Against, 2020, total receipts were £8.6bn and in 2019 total stamp duty receipts totalled £11.7bn.
Stamp duty receipts in December came to £1.7bn, which is up 44 per cent on the prior month and more than a third higher than December 2019.
HMRC said that the strong December receipts can be attributed to “continued growth” in stamp duty transactions and a “normal surge” of property sales ahead of Christmas.
The report added that there had also been a large fall in transaction numbers in the first two weeks of January.
Jonathan Stinton, head of intermediary relationships at Coventry Building Society, said 2021 was a “very lucrative year” for the Treasury despite the stamp duty holiday ending in September.
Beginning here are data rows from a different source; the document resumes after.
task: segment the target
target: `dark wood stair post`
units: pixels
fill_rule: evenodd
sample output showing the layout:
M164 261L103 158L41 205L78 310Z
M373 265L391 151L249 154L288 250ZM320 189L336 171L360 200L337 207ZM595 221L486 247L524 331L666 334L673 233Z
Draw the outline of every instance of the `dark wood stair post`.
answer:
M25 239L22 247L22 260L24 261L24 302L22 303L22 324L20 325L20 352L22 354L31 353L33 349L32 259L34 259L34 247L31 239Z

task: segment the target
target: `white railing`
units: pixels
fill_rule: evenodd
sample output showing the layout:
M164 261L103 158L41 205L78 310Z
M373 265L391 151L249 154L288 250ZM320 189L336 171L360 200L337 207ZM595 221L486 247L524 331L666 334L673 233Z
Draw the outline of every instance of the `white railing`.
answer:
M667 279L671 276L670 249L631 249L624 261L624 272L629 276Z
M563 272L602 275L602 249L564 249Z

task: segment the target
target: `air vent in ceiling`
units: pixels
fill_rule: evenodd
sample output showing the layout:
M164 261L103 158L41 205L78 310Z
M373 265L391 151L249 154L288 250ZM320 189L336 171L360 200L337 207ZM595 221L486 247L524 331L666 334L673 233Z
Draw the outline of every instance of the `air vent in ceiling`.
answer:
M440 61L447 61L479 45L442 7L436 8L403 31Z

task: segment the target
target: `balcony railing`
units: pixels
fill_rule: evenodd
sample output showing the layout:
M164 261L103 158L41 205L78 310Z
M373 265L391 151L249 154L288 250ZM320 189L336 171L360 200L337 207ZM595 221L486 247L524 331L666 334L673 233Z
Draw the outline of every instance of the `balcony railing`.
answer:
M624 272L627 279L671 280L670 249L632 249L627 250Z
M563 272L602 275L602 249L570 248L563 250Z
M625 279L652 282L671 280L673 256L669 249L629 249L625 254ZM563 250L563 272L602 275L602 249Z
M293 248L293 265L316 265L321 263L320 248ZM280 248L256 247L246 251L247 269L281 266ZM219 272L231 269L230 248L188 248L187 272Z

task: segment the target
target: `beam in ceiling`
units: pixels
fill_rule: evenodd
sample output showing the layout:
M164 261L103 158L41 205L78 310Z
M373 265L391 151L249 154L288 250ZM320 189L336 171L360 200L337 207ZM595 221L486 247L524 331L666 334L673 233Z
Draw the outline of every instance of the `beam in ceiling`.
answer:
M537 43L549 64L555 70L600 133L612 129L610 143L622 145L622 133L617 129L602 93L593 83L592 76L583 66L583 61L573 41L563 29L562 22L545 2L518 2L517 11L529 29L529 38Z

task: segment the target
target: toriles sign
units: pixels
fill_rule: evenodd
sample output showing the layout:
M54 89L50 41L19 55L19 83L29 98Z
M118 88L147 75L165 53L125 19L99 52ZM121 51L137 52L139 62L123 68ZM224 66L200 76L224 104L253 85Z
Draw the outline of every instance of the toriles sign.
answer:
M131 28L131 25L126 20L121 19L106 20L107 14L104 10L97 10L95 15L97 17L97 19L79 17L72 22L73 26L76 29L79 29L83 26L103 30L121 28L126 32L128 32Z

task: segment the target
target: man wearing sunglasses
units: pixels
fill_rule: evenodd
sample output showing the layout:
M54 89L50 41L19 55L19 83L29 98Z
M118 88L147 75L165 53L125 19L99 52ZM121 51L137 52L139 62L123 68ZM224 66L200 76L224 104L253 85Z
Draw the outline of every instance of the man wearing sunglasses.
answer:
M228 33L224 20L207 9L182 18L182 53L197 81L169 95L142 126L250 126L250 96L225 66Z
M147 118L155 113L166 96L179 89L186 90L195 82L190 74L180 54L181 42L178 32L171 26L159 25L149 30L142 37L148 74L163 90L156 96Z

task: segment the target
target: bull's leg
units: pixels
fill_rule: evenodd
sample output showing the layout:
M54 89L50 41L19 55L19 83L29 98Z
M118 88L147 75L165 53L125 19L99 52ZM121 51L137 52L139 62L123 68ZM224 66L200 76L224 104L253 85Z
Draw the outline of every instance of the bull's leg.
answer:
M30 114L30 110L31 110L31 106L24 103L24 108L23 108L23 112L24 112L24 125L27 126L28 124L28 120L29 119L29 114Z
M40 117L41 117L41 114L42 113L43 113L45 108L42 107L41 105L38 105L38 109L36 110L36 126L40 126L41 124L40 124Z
He said: “With receipts last year at their highest ever, the property market has clearly weathered the storm of the last couple of years.”
He added that he would expect to see a “more steady level of activity” in the coming year, with house prices remaining high and lack of housing stock meaning HMRC will bring a “healthy amount of revenue” from stamp duty.
Stinton said: “Of course, it’s not such good news for homebuyers; with general living costs on the rise, a stamp duty bill will be an unwelcome, and in some cases prohibitive, additional cost.”